Tip 9: Exercise your product - automate your tests
Try to use a common testing framework. Make sure it can be driven from the command-line. Take a peek at MetaCheck to see if would help your team.
Tip 10: Use a common, flexible test harness
Unit Tests are designed to test your individual class or object. They are stand-alone, and generally require no other classes or objects to run. Their sole purpose in life is to validate the proper operation of the logic within a single unit of code.
Functional Tests are written to test your entire product’s proper operation (or function). These tests can address your entire product or a major subsystem within a product. They test many objects within the system.
Performance Tests measure how fast your product (or a critical subsystem) can run. Without these tests, you can’t tell whether a code change has improved or degraded your product’s response time (unless you are really good with a stopwatch!).
Load Tests simulate how your product would perform with a large load on it, either from a large number of clients or from a set of power users (or both!). Again, without this type of test, you can’t objectively tell if your code base has been improved or degraded.
Smoke Tests are lightweight tests and must be carefully written to exercise key portions of your product. You would use smoke tests because they run fast but still exercise a relevant portion of your product.

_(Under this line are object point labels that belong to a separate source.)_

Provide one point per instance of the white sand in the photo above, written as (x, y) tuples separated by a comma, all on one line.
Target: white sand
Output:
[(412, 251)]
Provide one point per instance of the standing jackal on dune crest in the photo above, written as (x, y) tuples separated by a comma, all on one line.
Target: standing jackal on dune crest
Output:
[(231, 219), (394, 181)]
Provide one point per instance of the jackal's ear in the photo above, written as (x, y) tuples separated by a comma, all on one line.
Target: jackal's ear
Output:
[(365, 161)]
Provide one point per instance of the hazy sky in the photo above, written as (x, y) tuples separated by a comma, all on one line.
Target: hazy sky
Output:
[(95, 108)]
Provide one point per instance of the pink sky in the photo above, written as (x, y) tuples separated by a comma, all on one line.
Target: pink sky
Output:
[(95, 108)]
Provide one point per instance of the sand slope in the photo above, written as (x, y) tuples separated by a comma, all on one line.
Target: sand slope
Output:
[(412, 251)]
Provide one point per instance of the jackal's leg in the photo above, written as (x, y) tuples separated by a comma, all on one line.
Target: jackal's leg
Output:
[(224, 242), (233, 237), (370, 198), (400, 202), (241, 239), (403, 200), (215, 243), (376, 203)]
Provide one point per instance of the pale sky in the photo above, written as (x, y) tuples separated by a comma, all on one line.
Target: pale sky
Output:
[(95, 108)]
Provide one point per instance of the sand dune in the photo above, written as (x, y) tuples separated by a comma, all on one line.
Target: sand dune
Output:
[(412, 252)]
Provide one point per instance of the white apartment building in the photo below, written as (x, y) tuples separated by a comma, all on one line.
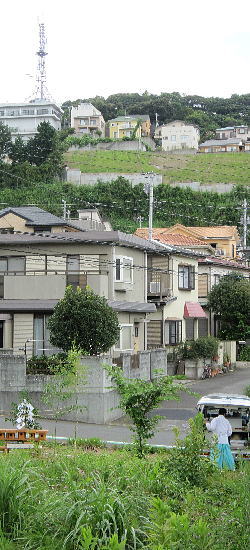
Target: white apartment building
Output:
[(178, 135), (86, 119), (23, 119)]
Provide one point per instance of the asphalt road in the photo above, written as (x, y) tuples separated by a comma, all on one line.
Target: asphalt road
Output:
[(175, 413)]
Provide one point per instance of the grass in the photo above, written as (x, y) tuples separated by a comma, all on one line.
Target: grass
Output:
[(65, 498), (205, 168)]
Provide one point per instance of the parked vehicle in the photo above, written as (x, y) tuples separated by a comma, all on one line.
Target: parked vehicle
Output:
[(238, 414)]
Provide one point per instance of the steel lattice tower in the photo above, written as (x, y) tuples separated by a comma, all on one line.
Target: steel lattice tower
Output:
[(41, 85)]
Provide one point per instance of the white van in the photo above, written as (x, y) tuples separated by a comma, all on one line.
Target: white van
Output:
[(238, 414)]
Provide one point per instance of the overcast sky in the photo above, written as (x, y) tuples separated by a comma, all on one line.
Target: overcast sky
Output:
[(103, 47)]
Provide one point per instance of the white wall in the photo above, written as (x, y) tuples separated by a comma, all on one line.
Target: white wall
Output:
[(178, 135)]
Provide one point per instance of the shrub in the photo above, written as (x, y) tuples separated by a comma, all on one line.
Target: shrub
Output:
[(45, 364)]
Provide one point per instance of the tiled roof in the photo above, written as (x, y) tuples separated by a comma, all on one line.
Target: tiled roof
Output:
[(193, 310), (215, 231), (129, 117), (223, 262), (229, 141), (34, 215), (170, 238)]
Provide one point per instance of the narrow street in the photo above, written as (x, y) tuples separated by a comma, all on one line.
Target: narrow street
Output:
[(175, 413)]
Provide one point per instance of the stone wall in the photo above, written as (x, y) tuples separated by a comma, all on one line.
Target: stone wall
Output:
[(86, 178), (97, 400)]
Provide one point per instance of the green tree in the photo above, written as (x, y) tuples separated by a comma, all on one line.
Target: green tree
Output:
[(18, 151), (85, 320), (138, 399), (230, 302), (5, 140), (44, 143)]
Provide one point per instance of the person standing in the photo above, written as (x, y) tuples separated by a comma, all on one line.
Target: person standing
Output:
[(222, 428)]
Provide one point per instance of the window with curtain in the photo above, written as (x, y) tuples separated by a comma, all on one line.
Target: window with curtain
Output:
[(186, 277), (173, 332)]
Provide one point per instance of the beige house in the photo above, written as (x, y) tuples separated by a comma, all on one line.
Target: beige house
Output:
[(220, 240), (173, 287), (31, 219), (210, 271), (178, 135), (86, 119), (230, 145)]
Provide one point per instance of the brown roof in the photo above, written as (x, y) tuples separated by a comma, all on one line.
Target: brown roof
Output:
[(175, 239)]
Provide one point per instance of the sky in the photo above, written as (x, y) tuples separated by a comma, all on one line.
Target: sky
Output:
[(105, 47)]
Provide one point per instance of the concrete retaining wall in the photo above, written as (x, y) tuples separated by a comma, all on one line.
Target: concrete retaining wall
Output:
[(197, 186), (83, 178)]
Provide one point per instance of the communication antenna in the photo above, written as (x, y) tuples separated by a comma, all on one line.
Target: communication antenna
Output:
[(41, 84)]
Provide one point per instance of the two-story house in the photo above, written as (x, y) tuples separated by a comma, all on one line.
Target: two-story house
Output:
[(36, 268), (210, 271), (127, 125), (86, 119), (173, 288), (178, 135), (32, 219), (23, 119)]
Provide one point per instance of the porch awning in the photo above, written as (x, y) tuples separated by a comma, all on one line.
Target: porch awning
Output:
[(193, 310)]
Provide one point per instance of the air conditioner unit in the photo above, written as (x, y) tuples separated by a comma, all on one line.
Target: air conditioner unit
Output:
[(155, 287)]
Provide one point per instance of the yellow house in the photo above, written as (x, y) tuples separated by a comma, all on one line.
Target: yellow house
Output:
[(124, 126), (223, 238)]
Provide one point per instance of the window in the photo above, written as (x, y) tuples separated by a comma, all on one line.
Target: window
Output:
[(124, 269), (125, 338), (41, 344), (12, 264), (30, 111), (186, 277), (73, 270), (217, 279), (189, 329), (173, 332)]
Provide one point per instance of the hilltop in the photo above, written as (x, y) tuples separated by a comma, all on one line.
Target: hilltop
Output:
[(205, 168)]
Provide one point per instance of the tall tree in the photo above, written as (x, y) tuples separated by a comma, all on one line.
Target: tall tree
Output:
[(230, 301), (85, 320), (5, 140)]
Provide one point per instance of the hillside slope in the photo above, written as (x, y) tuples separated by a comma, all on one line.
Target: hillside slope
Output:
[(205, 168)]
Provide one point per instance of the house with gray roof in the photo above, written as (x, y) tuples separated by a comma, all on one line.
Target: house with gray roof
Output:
[(229, 145), (31, 219), (148, 284)]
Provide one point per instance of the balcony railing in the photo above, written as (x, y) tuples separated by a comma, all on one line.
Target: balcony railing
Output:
[(159, 285)]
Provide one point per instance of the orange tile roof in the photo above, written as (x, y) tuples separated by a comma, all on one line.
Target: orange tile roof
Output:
[(170, 238), (215, 231)]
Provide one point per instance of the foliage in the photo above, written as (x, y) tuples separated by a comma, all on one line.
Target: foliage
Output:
[(244, 354), (85, 319), (65, 498), (23, 414), (5, 141), (230, 302), (185, 461), (45, 364), (204, 347), (138, 399), (170, 530), (208, 113)]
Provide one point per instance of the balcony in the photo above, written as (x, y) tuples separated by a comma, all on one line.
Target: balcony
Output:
[(50, 284), (159, 286)]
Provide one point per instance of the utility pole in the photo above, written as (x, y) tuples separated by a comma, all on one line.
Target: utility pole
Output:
[(245, 224), (151, 203), (64, 209)]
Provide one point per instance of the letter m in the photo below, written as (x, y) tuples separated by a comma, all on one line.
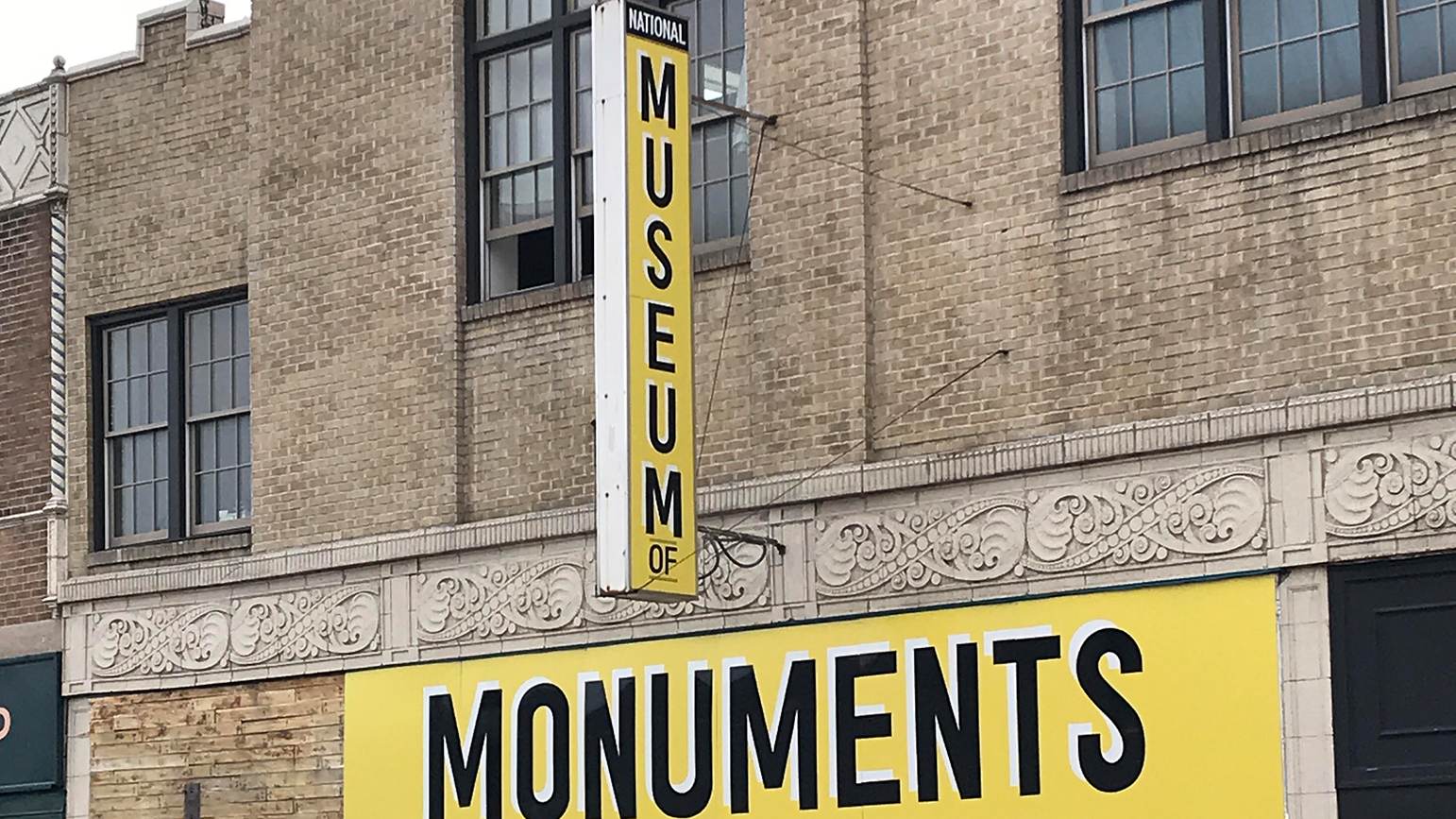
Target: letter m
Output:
[(663, 504), (794, 733), (443, 745), (658, 98)]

The basic idea is to run your product to see if it “smokes,” i.e., fails when you invoke basic functions.
Integration Tests look at how the various pieces of your product lines work together. They can span many products: sometimes your products and sometimes the third-party products you use.
Mock Client Testing is used to create tests from your client’s point of view. A mock client test tries to reproduce common usage scenarios for your product, ensuring that the product meets minimum functional specifications. This type of testing can be very effective for getting essential testing coverage in place to cover the most commonly used code paths.
How Do I Get Started?
- select a testing tool or toolkit
- start adding tests to problem areas
- ensure your tests are being run as part of the build system
- are your tests effective? Are you catching bugs?
- What are your code coverage numbers? Are they increasing over time?
- is your product testable?
- do your tests tell you whether they pass or fail?
- does everyone in the shop have the ability to add tests?